MORE ON THE @#$%^ FAT SUIT

OK, I'm at the risk here of seeming like I just steal ideas from other peoples' blogs, but once again I was struck by the truthfulness of someone else's thoughts, and had to post them here, because I feel they ring so true and could perhaps help someone who reads my blog. She wrote:

"I was telling her (sis-in-law) about a recent trip I'd taken back to Seattle to visit my family... Every time I saw someone that I hadn't seen for a long time, all I could think about was how fat I was. I was just positive that they were noticing my largeness and thinking about how much weight I had gained. And maybe I was right. But that's not the point. The point is that my weight was keeping me from enjoying the people that I love and the things that I love to do. We talked about it some more and then my sister in law put it this way...

"I can never really be with people, because I'm always with my fat. When I see someone I love, I'm not thinking about them, I'm thinking about my fat and what they're thinking about my fat. When I do something that's fun, I'm thinking about how fat I look doing it... When someone hugs me, I'm not really thinking about hugging them, I'm thinking about how it must feel for them to hug my fat." She talked about a few other ways that she feels held back by her weight, and finally she said...

"I don't want to be with my fat anymore! I want to be with people!"

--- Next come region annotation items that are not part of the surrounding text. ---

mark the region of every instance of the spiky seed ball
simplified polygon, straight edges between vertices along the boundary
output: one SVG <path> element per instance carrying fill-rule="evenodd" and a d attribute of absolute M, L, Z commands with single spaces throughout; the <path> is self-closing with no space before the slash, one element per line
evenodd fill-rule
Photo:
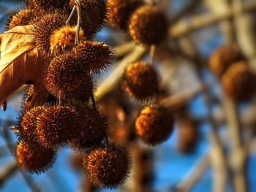
<path fill-rule="evenodd" d="M 34 143 L 37 142 L 37 118 L 45 110 L 47 106 L 37 106 L 26 112 L 18 121 L 19 139 Z"/>
<path fill-rule="evenodd" d="M 28 0 L 26 4 L 34 12 L 47 12 L 49 9 L 67 9 L 68 0 Z"/>
<path fill-rule="evenodd" d="M 75 46 L 76 26 L 64 26 L 56 29 L 50 36 L 50 51 L 53 55 L 64 53 Z M 79 31 L 79 40 L 85 39 L 83 29 Z"/>
<path fill-rule="evenodd" d="M 236 101 L 249 99 L 255 93 L 256 77 L 245 61 L 233 64 L 222 82 L 227 94 Z"/>
<path fill-rule="evenodd" d="M 23 26 L 31 24 L 34 12 L 29 9 L 18 9 L 15 10 L 7 20 L 7 30 L 17 26 Z"/>
<path fill-rule="evenodd" d="M 99 73 L 107 69 L 113 58 L 113 49 L 103 42 L 81 41 L 72 50 L 73 55 L 84 60 L 90 71 Z"/>
<path fill-rule="evenodd" d="M 15 155 L 20 168 L 32 173 L 40 173 L 52 166 L 56 152 L 41 145 L 20 141 L 17 145 Z"/>
<path fill-rule="evenodd" d="M 88 67 L 72 53 L 54 57 L 46 72 L 46 88 L 58 98 L 87 101 L 93 88 Z"/>
<path fill-rule="evenodd" d="M 37 134 L 42 145 L 56 148 L 78 135 L 80 118 L 74 107 L 55 105 L 46 108 L 37 118 Z"/>
<path fill-rule="evenodd" d="M 129 96 L 148 99 L 158 93 L 158 78 L 153 66 L 143 61 L 131 63 L 124 70 L 123 89 Z"/>
<path fill-rule="evenodd" d="M 173 117 L 168 109 L 153 104 L 143 109 L 135 120 L 137 136 L 146 144 L 165 141 L 173 130 Z"/>
<path fill-rule="evenodd" d="M 83 106 L 83 105 L 80 105 Z M 82 118 L 82 128 L 79 134 L 69 142 L 74 150 L 86 151 L 87 149 L 99 146 L 108 132 L 108 123 L 105 116 L 89 106 L 77 110 Z"/>
<path fill-rule="evenodd" d="M 132 14 L 129 31 L 138 44 L 158 45 L 167 37 L 168 22 L 163 12 L 157 6 L 144 5 Z"/>
<path fill-rule="evenodd" d="M 230 65 L 244 60 L 245 57 L 238 45 L 224 45 L 213 51 L 209 58 L 209 67 L 215 75 L 221 77 Z"/>
<path fill-rule="evenodd" d="M 108 0 L 109 25 L 117 29 L 127 29 L 132 13 L 143 4 L 141 0 Z"/>
<path fill-rule="evenodd" d="M 84 161 L 91 182 L 104 188 L 124 184 L 131 169 L 131 158 L 123 147 L 108 145 L 93 150 Z"/>
<path fill-rule="evenodd" d="M 75 0 L 70 0 L 69 7 L 72 7 L 75 2 Z M 105 24 L 107 17 L 106 2 L 105 0 L 80 0 L 80 8 L 81 28 L 86 32 L 86 37 L 91 39 Z M 91 20 L 90 26 L 87 23 L 88 18 Z"/>
<path fill-rule="evenodd" d="M 68 16 L 60 11 L 52 11 L 37 16 L 33 23 L 34 40 L 42 55 L 50 55 L 50 37 L 53 31 L 65 26 Z"/>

Wow. This resonated so much with me that I actually had a physical reaction to it. And like I told her, I hope I can somehow harness how incensed I am (at myself for holding myself back) and use it to light a fire under my butt!!

Check out Diet Coke & Zingers - she's awesome (and I'm still waiting to know what's behind the name!)

To fat chicks everywhere - TAKE OFF THE FAT SUIT AND START FULLY LIVING YOUR LIFE!!!

2 comments:

Ashley said...

The only way that you can fail is to say "well, I haven't been able to do it in the past, so I'm just going to stop trying." I've finally been able to stop looking at it like a "diet" and look at it more as a way of life, but the only way that's happened is by reading how others have done it. I love reading your blog and think that even though you're having a hard time, you're doing what you need to and you're marvelous darling!! Simply marvelous!!

The Price's Wife said...

Glad my post resonated with you... I'm curious to know how you've been doing these past few days...

You know, you're one of my favorite blogger friends... I miss you when you're not around!